Association health plan legislation might not be dead, yet

HBJ Photo | Skyler Frazer Flanked by fellow legislators and business leaders, state Sen. Tony Hwang (R-Fairfield) speaks outside the Bushnell Performing Arts Center in Hartford to push the General Assembly to approve association health plan legislation this session.

Legislators on both sides of the aisle on Tuesday expressed optimism that a proposal to allow small companies to group together to get more affordable health insurance can still pass into law this session despite not being moved out of committee before deadline.

State Sen. Tony Hwang (R-Fairfield), ranking member of the Insurance and Real Estate Committee, and state Rep. Jill Barry (D-Glastonbury), vice chair of the Insurance and Real Estate Committee, joined colleagues outside the Bushnell Performing Arts Center ahead of Connecticut Business Day to support what they called a “pro business” proposal: allowing small businesses to pool their resources when shopping for insurance.

The legislation, House bill 5247, would allow qualifying chambers of commerce and trade associations to act as one large employer and offer their members self-funded health insurance benefits that would be strictly regulated. A similar bill failed last year.

Last week, the Insurance and Real Estate Committee deadline to send bills to the House or Senate floors passed without the group moving forward any legislation.
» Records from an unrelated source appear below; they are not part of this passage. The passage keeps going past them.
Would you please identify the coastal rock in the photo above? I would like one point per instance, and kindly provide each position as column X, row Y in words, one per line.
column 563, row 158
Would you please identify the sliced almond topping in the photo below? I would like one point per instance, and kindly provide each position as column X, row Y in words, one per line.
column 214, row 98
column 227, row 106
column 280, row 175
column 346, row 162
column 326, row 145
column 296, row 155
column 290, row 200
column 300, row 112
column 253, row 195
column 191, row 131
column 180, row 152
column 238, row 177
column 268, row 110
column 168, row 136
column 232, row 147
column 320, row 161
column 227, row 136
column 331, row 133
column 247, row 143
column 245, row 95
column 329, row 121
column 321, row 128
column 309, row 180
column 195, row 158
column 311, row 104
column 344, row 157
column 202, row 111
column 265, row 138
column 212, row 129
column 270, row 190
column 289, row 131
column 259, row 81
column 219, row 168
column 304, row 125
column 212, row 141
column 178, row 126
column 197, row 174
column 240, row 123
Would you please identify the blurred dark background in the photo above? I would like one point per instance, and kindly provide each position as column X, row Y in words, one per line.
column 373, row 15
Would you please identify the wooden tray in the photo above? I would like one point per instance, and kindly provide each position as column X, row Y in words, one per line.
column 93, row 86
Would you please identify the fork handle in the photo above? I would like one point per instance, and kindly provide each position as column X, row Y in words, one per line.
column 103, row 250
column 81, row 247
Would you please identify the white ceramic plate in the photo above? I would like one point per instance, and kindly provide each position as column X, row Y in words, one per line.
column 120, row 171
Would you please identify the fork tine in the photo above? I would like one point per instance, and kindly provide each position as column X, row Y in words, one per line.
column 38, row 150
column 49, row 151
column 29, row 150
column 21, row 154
That means the association health plans bill was technically dead for the session.

However, Hwang pushed General Assembly leadership to find a way for the legislation to pass and be enacted this year. That could mean attaching the proposal to a bill that made it out of another committee. Barry said the proposal was a priority for the insurance committee last session and “continues to be a priority this year.”
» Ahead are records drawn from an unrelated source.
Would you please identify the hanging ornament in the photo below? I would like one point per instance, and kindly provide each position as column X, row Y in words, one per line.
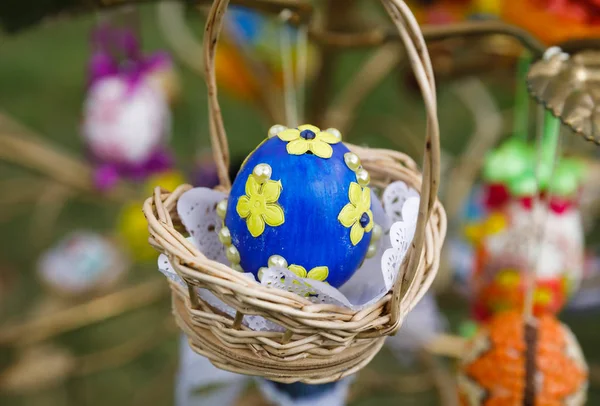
column 512, row 363
column 514, row 181
column 126, row 117
column 81, row 263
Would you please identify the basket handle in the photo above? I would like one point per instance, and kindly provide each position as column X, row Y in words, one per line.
column 218, row 136
column 416, row 49
column 413, row 40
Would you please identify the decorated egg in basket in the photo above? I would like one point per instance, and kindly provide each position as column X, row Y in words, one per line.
column 300, row 201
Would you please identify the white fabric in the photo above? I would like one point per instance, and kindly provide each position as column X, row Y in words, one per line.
column 335, row 396
column 200, row 383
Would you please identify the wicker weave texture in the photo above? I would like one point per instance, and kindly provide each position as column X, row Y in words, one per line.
column 321, row 342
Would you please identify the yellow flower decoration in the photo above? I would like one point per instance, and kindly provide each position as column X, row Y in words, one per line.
column 259, row 205
column 357, row 214
column 319, row 273
column 308, row 138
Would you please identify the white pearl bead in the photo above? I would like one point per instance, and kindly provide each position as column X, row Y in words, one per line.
column 371, row 251
column 363, row 177
column 276, row 129
column 225, row 236
column 352, row 161
column 261, row 272
column 232, row 254
column 335, row 132
column 376, row 232
column 277, row 261
column 262, row 172
column 222, row 208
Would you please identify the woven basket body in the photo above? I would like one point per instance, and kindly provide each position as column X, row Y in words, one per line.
column 319, row 343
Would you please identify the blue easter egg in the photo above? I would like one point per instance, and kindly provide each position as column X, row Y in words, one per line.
column 301, row 200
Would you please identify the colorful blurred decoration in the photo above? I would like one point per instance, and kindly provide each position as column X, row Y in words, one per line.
column 126, row 115
column 516, row 211
column 300, row 176
column 555, row 21
column 132, row 227
column 512, row 363
column 552, row 21
column 502, row 239
column 248, row 60
column 82, row 263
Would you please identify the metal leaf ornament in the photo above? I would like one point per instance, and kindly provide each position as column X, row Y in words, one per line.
column 569, row 87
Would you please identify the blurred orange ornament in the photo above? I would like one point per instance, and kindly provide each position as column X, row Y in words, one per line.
column 555, row 21
column 233, row 73
column 512, row 363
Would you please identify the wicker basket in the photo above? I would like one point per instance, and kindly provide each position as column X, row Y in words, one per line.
column 321, row 343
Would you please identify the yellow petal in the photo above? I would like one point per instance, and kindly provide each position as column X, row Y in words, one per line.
column 356, row 233
column 271, row 191
column 369, row 226
column 297, row 147
column 273, row 215
column 327, row 137
column 355, row 194
column 349, row 215
column 298, row 270
column 321, row 149
column 312, row 128
column 252, row 186
column 365, row 199
column 256, row 225
column 243, row 207
column 290, row 134
column 319, row 273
“We as legislators and businesses on a bipartisan basis, have seen and asked for the leadership in both the House and the Senate to consider this concept, to use it and apply it into other legislation that could be passed because it is a critical need,” Hwang said.

Their pleas came during Connecticut Business Day, an annual event hosted by the Connecticut Business & Industry Association. Association health plan legislation is one of the CBIA’s top policy objectives this session. Advocates for the proposal say association health plans would help small businesses struggling with rising costs.